Santa Claus is quite the striking figure if you think about it, with his signature red coat, white fur trimming and wide, black buckle belt. Surely this is what we all picture when we think about Santa, but his look has actually gone through some changes throughout the years.
Since Santa Claus is based on St. Nicholas, it’s worth taking a look at his garments first. Since St. Nicholas was a bishop, paintings from the 19th Century depict him wearing clerical garb with religious imagery, with either the classic bishop’s headdress or a halo on his head. While this is certainly also a striking look, the contemporary meaning of Christmas has undoubtedly distanced itself somewhat from being strictly Christian by adopting traditions and imagery from various cultures. Therefore, it only makes sense that Father Christmas himself has become less clerical in his look over the years.
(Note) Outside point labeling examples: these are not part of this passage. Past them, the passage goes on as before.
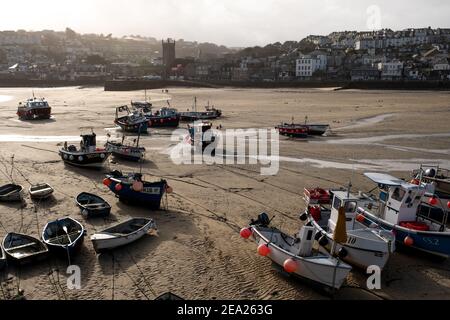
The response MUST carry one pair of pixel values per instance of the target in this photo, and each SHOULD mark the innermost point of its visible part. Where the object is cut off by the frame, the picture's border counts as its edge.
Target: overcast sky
(228, 22)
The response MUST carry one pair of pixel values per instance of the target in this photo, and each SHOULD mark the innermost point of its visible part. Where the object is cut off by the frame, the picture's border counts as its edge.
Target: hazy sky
(229, 22)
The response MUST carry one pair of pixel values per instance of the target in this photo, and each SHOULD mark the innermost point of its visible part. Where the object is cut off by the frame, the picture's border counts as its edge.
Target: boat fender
(342, 253)
(318, 236)
(323, 241)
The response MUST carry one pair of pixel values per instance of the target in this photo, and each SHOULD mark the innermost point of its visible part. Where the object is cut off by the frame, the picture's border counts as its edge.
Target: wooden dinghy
(2, 258)
(24, 249)
(64, 235)
(122, 234)
(92, 206)
(41, 191)
(11, 192)
(296, 254)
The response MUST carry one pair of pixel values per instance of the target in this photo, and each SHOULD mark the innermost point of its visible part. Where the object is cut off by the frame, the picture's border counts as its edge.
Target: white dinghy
(122, 234)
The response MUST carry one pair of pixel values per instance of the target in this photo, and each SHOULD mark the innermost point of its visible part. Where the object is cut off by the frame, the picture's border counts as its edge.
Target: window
(398, 194)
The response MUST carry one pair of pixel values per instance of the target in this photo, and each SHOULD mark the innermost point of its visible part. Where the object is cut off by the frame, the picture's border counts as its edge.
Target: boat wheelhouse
(418, 218)
(34, 109)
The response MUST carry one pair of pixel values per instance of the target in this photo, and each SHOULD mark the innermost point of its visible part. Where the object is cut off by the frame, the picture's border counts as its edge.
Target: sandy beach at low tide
(198, 253)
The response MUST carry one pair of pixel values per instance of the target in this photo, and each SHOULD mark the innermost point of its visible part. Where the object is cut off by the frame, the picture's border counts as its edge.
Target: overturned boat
(416, 215)
(92, 206)
(23, 249)
(11, 193)
(34, 109)
(134, 121)
(365, 246)
(41, 191)
(296, 254)
(132, 189)
(64, 236)
(122, 234)
(87, 155)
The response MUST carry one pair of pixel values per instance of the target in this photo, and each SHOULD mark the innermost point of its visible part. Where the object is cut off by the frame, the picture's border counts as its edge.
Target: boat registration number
(151, 190)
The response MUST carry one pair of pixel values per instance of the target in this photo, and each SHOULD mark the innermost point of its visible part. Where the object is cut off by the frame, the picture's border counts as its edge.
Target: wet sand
(198, 253)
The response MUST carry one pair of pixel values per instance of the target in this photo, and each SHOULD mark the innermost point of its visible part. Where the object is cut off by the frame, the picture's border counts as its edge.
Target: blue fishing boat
(131, 189)
(412, 211)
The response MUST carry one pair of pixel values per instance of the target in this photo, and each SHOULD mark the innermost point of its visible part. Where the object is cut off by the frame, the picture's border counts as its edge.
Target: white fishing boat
(41, 191)
(297, 255)
(365, 246)
(122, 234)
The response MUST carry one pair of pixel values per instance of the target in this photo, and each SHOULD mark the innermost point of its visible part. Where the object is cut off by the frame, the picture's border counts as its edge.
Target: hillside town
(411, 54)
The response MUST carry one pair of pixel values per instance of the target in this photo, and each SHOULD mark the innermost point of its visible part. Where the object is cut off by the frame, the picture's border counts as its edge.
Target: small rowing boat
(41, 191)
(24, 249)
(11, 193)
(122, 234)
(92, 206)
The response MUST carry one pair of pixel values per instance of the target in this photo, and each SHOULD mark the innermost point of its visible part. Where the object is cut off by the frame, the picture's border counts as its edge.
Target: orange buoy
(138, 186)
(246, 233)
(433, 201)
(107, 182)
(264, 250)
(408, 241)
(290, 265)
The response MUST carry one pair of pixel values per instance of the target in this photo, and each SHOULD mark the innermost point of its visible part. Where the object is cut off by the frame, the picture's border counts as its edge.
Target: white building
(306, 66)
(391, 70)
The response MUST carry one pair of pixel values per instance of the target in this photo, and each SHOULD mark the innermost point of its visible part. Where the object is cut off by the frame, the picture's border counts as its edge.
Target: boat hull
(11, 193)
(105, 243)
(34, 114)
(359, 253)
(103, 209)
(163, 122)
(36, 251)
(139, 127)
(317, 129)
(150, 197)
(92, 159)
(59, 247)
(312, 269)
(435, 243)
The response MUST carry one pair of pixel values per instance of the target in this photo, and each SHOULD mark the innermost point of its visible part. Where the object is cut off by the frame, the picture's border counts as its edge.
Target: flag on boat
(340, 232)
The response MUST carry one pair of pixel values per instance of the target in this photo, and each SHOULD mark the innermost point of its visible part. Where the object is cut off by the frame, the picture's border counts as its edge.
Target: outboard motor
(430, 173)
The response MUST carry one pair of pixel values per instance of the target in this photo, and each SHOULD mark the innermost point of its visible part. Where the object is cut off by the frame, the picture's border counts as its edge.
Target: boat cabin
(351, 203)
(401, 202)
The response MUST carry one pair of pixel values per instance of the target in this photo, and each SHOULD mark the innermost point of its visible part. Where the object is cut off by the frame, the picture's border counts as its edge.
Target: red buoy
(246, 233)
(290, 265)
(264, 250)
(408, 241)
(433, 201)
(107, 182)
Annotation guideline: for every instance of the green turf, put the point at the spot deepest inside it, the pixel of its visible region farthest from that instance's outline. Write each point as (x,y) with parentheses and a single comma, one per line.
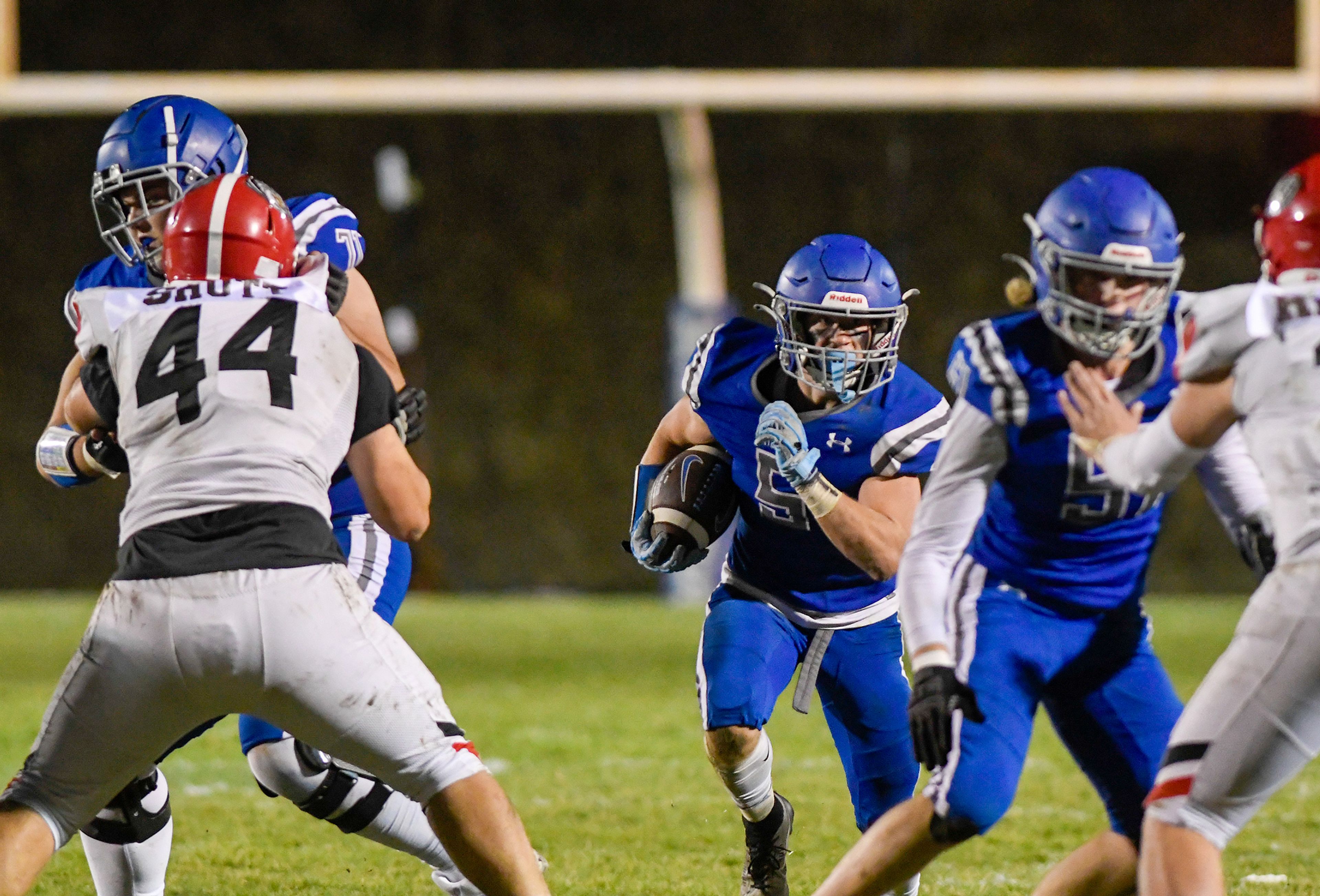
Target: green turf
(586,710)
Early drawings of Santa Claus do often look quite similar to his modern look, with one exception; the colour was not settled on yet. There are drawings of him with his coat, fur trimmings and buckle belt but they depict him wearing a tan coat, or a blue one. Contrary to popular belief though, it was not the Coca-Cola Company who first designed Santa’s red outfit, but Thomas Nast. In his early drawings of Santa, he is wearing the modern red look, but he is depicted as being quite slender in order to fit through chimneys; Nast did, however, later also draw Santa in his full size. Haddon Sundblom’s version of Santa for the Coca-Cola Company and all its subsequent advertisement have however cemented this red, full-figured Santa and is surely the reason Santa Claus is now standardized the way we know him.